The Lake Naivasha Dimension

The environmental stakes around water use in the Naivasha basin are significant and well-documented. Lake Naivasha’s water level has fluctuated dramatically over the past three decades, with intensive extraction for floriculture identified by WWF and the Lake Naivasha Riparian Association as a major contributing factor alongside climate variability. The lake supports a Ramsar-listed wetland ecosystem, wildlife populations including hippos and over 400 bird species, and the livelihoods of fishing communities dependent on healthy water levels.

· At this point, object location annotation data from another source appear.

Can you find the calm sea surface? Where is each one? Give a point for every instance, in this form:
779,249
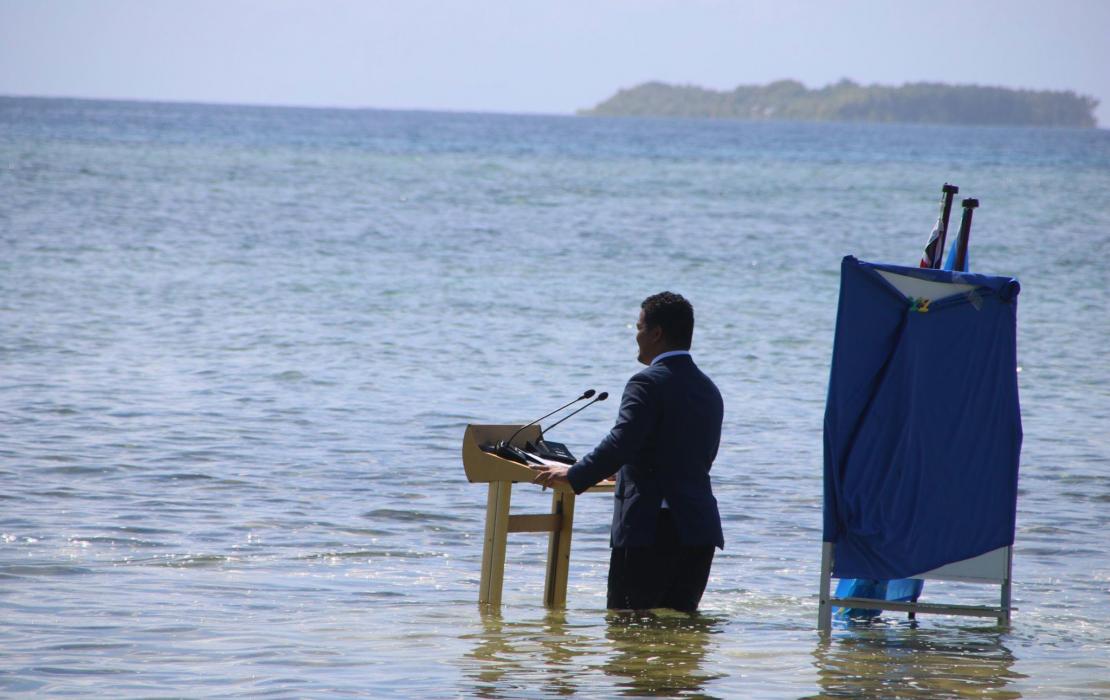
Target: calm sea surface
239,347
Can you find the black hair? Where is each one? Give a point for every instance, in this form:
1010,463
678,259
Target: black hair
672,313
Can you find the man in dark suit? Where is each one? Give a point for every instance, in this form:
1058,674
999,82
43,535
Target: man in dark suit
665,518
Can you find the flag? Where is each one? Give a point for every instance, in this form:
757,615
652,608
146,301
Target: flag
932,251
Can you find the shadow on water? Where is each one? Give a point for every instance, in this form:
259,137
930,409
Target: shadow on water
661,653
644,653
898,661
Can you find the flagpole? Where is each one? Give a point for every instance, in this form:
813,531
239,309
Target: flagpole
961,239
946,210
934,254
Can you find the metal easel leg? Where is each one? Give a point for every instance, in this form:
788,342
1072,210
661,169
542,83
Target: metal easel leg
824,608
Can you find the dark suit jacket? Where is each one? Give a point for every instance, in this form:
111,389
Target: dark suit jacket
663,444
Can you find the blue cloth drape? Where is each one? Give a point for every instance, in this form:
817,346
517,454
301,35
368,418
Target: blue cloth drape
922,427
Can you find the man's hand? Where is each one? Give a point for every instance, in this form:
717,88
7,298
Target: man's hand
551,476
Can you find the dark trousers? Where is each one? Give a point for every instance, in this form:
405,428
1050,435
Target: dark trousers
664,575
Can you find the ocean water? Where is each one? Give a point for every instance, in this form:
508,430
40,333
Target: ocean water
239,347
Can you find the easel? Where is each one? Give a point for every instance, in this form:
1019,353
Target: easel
994,567
501,474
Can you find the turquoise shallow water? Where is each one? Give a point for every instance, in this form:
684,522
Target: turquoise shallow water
239,347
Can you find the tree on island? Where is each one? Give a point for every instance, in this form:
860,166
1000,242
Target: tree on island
847,101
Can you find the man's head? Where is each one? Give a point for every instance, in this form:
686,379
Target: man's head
666,323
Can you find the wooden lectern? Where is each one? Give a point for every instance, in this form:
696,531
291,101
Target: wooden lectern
501,474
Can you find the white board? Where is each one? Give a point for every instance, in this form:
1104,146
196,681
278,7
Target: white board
988,568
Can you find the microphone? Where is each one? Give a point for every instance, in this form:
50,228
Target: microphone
506,449
557,452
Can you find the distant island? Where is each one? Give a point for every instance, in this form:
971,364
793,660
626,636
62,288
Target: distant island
847,101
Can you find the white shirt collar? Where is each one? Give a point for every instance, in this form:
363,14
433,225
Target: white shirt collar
662,356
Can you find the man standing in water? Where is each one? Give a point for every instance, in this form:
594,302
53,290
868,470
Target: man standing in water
665,518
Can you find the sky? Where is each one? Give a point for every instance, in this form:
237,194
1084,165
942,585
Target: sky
532,57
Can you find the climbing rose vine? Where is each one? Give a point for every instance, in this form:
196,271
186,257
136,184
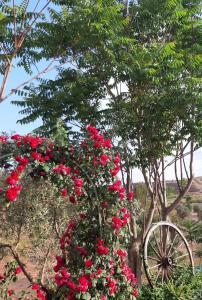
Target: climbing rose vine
93,259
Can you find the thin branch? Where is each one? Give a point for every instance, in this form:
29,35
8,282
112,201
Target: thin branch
14,24
18,260
43,269
36,6
5,53
176,175
44,71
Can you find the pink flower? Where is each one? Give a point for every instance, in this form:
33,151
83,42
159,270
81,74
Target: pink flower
71,285
64,192
16,137
97,145
107,143
20,168
36,287
72,199
115,186
131,196
13,192
78,182
18,270
65,274
117,159
100,249
10,292
103,159
3,139
36,156
22,160
115,171
88,263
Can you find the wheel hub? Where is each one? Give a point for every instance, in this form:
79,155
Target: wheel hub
166,262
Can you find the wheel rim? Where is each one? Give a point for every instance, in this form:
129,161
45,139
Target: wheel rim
165,250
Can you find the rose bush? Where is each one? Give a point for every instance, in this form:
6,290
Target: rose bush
93,259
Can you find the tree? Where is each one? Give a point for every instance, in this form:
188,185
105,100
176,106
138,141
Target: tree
20,43
153,50
93,260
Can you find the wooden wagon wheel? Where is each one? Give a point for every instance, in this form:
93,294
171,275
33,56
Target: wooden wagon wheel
165,249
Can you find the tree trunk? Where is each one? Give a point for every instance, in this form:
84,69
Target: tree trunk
135,260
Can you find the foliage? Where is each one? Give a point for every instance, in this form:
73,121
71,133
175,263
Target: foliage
183,286
93,260
158,60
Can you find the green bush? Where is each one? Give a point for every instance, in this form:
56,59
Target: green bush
183,286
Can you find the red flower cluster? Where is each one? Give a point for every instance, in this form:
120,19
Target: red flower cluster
41,295
61,169
101,249
3,139
32,141
66,239
83,249
99,140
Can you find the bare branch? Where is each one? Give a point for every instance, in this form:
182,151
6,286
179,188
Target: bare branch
188,185
14,24
18,260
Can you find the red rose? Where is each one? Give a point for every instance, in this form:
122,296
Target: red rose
88,263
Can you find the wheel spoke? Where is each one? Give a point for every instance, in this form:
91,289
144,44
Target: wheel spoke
171,245
162,280
181,256
177,265
153,258
157,244
164,252
177,248
157,277
158,254
164,245
153,267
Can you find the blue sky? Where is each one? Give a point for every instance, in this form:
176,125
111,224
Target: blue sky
9,114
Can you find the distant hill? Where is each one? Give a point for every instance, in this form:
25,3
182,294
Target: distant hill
195,189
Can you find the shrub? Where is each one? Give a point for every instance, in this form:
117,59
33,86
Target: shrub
183,286
92,262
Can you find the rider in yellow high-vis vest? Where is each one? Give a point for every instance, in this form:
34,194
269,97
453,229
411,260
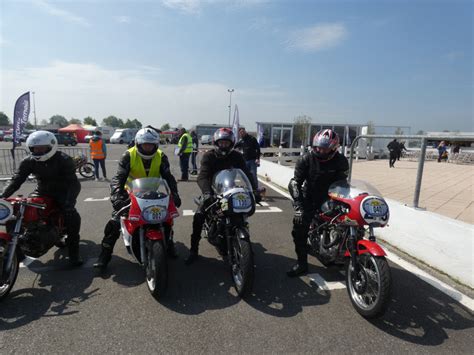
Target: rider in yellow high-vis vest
185,146
143,160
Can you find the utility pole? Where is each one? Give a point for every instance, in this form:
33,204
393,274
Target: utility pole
230,91
34,110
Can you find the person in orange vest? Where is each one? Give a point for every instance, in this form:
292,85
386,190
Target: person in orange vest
98,154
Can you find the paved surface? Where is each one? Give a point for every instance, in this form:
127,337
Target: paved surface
446,189
53,309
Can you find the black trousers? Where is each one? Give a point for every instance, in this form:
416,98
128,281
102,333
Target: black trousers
300,236
393,158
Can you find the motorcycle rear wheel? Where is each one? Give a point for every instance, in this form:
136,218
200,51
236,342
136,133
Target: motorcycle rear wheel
242,267
87,170
370,291
157,269
7,285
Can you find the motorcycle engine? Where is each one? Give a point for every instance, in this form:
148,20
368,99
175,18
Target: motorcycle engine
38,239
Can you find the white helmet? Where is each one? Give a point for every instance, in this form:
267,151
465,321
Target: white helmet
147,135
42,139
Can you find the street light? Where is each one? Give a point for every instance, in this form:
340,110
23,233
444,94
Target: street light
230,91
34,110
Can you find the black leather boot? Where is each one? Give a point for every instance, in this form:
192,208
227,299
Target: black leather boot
74,258
104,258
300,268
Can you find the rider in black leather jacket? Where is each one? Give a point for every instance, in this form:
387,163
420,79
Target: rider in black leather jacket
55,173
314,173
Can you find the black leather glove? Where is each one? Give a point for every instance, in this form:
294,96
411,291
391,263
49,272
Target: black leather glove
298,217
258,197
118,204
177,200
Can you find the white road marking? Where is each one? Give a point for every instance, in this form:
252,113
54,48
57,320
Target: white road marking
270,210
27,261
440,285
280,191
90,199
433,281
326,285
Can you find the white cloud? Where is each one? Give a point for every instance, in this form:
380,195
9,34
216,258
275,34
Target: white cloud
123,19
86,89
186,6
65,15
318,37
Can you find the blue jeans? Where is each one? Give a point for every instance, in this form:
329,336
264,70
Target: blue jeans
102,165
252,166
193,161
184,164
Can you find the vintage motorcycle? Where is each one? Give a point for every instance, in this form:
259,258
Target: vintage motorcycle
33,225
337,236
146,225
226,225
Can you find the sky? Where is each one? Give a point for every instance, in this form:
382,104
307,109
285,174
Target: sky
397,63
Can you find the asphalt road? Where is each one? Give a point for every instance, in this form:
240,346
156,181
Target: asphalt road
53,309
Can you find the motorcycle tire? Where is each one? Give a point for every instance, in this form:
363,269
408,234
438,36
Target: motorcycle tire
242,266
374,276
9,281
87,170
157,269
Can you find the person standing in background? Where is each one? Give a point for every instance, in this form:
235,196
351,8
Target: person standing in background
98,154
185,148
251,152
195,152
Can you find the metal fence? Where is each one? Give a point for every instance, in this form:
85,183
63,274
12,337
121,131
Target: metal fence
421,155
8,164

The National Environment Management Authority has progressively tightened water abstraction permits for Naivasha basin farms since 2020, and the Water Resources Authority imposed a 15 per cent mandatory reduction in licensed abstraction volumes in 2024 as part of Kenya’s El Nino adaptation response. For farms facing declining permit volumes, smart irrigation is not purely a cost-saving measure — it is the mechanism through which they can maintain production without breaching regulatory limits.

“The farms that cannot get their water efficiency up will face permit curtailment. That is the regulatory reality,” said Water Resources Authority CEO Mwenda Njoka. “What is encouraging is that the majority are moving proactively rather than waiting for enforcement.”

Cost and Access

A full smart irrigation installation for a medium-scale greenhouse block of five hectares costs approximately Ksh 2.8 million, with a payback period estimated at 2.5 to 3.5 years based on reduced water pump energy costs and lower water permit fees. The Kenya Flower Council has negotiated a preferential financing facility with Equity Bank allowing member farms to access the capital at 10.5 per cent over five years.

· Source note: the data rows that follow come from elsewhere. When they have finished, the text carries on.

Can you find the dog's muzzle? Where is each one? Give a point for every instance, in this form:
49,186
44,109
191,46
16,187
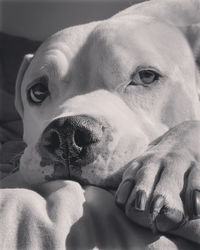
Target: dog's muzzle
76,140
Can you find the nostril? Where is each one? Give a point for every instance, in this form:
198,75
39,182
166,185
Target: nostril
83,137
52,140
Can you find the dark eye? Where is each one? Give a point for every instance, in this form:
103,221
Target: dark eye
145,77
38,92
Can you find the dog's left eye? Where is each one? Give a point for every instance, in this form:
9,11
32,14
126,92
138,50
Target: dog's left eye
145,77
38,93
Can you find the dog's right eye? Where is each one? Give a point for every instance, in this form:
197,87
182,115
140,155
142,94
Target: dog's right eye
38,92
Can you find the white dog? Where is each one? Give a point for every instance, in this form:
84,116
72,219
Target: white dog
95,96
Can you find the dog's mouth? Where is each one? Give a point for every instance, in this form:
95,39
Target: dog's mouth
75,147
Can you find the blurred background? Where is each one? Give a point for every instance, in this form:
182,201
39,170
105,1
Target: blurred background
23,25
37,19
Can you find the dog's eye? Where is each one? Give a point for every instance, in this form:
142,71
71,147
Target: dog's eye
38,92
145,77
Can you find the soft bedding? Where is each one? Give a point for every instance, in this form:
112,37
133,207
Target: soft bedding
60,214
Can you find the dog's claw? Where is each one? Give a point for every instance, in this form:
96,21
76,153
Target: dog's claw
164,219
156,205
196,203
123,192
168,219
140,200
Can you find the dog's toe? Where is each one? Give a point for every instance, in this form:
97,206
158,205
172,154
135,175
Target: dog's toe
150,192
167,219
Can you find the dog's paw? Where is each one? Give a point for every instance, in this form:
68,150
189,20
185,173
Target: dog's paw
157,189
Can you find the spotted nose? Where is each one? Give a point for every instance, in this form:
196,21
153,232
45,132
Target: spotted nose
77,139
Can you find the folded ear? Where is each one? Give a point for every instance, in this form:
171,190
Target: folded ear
18,99
192,32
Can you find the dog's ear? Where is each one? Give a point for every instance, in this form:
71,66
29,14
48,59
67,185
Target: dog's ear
18,99
192,32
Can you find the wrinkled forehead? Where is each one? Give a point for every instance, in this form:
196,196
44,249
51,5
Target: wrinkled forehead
143,39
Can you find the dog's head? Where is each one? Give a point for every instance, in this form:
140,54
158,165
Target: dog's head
93,96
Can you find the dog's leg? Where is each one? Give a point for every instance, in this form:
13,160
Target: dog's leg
153,187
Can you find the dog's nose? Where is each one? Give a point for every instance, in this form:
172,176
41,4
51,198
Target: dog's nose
72,136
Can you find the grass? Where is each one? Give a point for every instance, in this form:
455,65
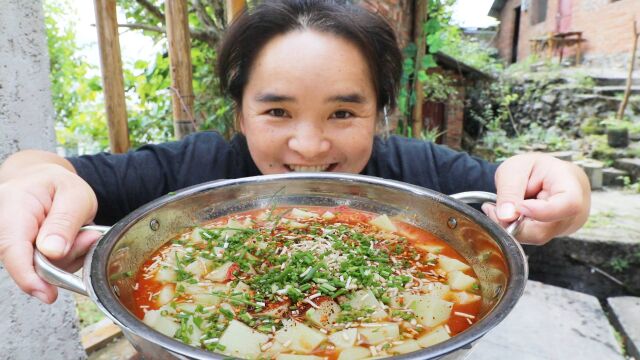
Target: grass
600,220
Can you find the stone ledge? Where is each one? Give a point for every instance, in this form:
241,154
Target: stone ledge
625,314
551,323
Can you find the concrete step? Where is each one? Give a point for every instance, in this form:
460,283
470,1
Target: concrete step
618,89
551,323
630,165
625,313
615,80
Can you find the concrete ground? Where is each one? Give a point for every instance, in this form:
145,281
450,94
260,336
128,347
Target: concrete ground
615,216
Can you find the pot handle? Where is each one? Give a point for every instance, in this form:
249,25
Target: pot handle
479,197
58,277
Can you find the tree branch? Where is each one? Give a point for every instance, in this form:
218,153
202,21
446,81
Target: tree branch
155,11
144,27
201,12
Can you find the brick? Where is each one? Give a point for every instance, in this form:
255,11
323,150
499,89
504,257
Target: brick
610,34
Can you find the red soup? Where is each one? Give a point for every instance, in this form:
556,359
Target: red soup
307,283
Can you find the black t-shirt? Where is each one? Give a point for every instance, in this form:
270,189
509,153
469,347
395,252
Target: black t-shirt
123,182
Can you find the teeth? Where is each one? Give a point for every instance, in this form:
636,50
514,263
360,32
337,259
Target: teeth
315,168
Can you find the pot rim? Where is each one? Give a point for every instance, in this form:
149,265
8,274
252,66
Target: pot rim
99,291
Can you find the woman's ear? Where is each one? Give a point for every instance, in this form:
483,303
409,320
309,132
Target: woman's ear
239,122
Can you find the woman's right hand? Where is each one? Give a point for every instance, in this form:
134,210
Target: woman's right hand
46,204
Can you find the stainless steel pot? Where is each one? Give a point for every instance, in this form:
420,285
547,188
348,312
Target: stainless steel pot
493,253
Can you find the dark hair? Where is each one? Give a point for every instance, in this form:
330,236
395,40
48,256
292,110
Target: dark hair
250,32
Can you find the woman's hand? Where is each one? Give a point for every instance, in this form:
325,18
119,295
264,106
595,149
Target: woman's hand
553,195
45,203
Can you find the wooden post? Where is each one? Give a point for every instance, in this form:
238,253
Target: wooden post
632,63
420,39
234,7
180,60
112,79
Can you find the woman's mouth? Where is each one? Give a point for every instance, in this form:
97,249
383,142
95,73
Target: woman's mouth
310,168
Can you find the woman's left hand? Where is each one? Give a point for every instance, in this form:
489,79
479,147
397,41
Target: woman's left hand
553,195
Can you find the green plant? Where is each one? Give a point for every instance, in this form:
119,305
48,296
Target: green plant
629,185
613,122
619,264
440,36
439,88
431,135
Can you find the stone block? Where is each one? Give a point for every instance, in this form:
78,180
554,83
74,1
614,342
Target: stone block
551,323
593,169
631,165
625,313
613,177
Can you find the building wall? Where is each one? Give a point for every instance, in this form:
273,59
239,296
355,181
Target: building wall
605,24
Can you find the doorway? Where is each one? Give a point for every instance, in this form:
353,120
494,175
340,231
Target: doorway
516,35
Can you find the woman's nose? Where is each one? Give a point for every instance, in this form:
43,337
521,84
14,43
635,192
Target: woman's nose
309,141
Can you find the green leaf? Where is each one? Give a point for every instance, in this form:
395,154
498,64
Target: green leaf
428,62
422,76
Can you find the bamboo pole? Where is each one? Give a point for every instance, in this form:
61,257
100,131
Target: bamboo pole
632,63
234,7
420,17
112,79
180,62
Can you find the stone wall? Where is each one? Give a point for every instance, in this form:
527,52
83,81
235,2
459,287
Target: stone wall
606,25
30,329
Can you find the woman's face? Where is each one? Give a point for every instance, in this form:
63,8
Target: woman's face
309,105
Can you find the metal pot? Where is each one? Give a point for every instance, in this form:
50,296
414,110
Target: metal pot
496,257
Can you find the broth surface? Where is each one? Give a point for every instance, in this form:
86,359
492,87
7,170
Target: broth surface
307,283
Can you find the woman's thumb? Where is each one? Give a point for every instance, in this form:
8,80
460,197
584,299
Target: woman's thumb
69,211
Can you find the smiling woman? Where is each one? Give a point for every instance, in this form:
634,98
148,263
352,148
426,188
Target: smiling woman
288,130
309,79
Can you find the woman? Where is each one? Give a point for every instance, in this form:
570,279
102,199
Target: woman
310,79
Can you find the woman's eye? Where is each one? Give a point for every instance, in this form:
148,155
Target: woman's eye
277,112
342,114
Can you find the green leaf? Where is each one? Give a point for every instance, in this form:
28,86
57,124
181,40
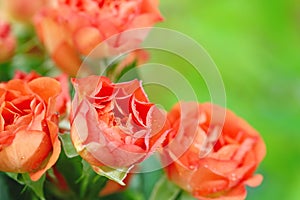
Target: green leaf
68,146
186,196
90,182
36,186
117,175
165,189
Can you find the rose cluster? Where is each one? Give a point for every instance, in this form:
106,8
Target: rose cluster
204,149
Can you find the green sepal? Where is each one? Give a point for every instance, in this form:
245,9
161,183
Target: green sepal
36,186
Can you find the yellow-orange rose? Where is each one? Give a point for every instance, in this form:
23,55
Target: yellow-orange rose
224,172
114,124
73,28
29,126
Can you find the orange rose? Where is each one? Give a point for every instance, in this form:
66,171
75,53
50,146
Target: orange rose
224,172
7,42
63,100
114,124
29,126
71,28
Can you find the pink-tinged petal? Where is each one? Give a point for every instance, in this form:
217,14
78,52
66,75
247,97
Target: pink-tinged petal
86,39
26,153
225,152
26,77
67,58
63,100
45,87
254,181
205,182
56,149
222,173
18,86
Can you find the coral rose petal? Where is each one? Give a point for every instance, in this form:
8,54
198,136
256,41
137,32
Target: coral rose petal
27,151
45,87
86,39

The technology’s adoption is not uniform. Small-scale growers producing for the local market typically cannot access the capital or technical support required for full smart systems, though lower-cost soil moisture sensor kits retailing at around Ksh 45,000 per greenhouse unit are increasingly available through agricultural input distributors in Naivasha town. The Kenya Agricultural and Livestock Research Organisation is running demonstration plots at its Naivasha station to extend practical knowledge of the technology to small growers who have not had access to commercial agronomic support — ensuring that the efficiency gains of Kenya’s floriculture sector do not accrue only to those who can already afford the best technology.